Only when the requirement fully represents what we intend to build, validated, prioritized, refined, with its acceptance criteria testable and its rationale defensible, does it cross the line. Requirements that fail the test are deferred or rejected with their disposition recorded, which is not waste. A hypothesis cheaply disproven in product is the economic argument for doing this work before engineering gets involved rather than after.
What engineering receives
When a validated requirement syncs to Jira, the whole anatomy travels. The task and its journey become the Epic; each step becomes a Story. Title maps to summary, description to description, status flows through a mapping table with Jira's workflow mirrored back read-only. The Epic description carries the journey's contract: the user story, the trigger, the preconditions, the exit state, and any constraints linked at the journey level.
A requirement does not contain everything it depends on. Entity models, architecture decisions, and cross-cutting business rules live in their own documents, and the requirement points at them through its reference fields. The completeness test is not whether the requirement holds it all, but whether everything it depends on is reachable from it: in THREADS PM through Links, in Jira through the references carried on the Epic. And one rule keeps the handoff honest: THREADS PM owns requirement content, Jira owns delivery workflow. When a constraint changes, the source changes first and the Epic is re-pushed.

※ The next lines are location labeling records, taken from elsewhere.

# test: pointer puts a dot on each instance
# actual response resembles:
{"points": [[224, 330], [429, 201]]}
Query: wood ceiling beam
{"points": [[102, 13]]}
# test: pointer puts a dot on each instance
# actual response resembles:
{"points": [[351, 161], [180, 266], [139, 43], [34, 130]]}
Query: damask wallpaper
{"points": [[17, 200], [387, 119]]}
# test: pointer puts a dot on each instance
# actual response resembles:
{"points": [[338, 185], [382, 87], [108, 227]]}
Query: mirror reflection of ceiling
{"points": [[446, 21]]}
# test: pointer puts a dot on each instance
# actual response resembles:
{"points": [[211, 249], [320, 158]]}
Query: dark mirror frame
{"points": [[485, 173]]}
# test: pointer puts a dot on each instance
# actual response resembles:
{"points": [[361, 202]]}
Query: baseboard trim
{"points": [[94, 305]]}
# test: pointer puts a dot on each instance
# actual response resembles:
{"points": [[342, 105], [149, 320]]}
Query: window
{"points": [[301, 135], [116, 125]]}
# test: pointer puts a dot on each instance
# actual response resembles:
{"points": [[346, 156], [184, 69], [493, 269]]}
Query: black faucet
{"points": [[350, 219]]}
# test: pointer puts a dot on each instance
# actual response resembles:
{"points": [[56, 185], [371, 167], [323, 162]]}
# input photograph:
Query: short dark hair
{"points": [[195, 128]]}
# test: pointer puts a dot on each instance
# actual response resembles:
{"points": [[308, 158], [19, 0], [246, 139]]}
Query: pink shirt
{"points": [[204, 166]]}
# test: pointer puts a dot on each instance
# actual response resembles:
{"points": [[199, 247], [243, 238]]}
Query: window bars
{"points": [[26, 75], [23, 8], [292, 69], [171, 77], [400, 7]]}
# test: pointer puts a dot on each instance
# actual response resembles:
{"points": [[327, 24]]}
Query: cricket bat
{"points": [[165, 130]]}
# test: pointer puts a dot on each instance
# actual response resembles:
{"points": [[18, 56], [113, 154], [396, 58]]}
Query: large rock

Engineering, in other words, does not receive a draft to interpret. They receive a claim that has been tested, with the evidence attached.
The readiness test
Before a requirement crosses to engineering, it must answer five questions without you in the room: who is it for, why does it exist, when does it begin, what does done look like, and why now. And it must pass one condition the questions cannot capture: it has been tested. Someone has walked the journey, watched the prototype, challenged the claim, and the requirement standing at the end is the refined version, not the first draft.
Generating the first draft is now the easy part, and it will keep getting easier. The value of the product manager is in the proving.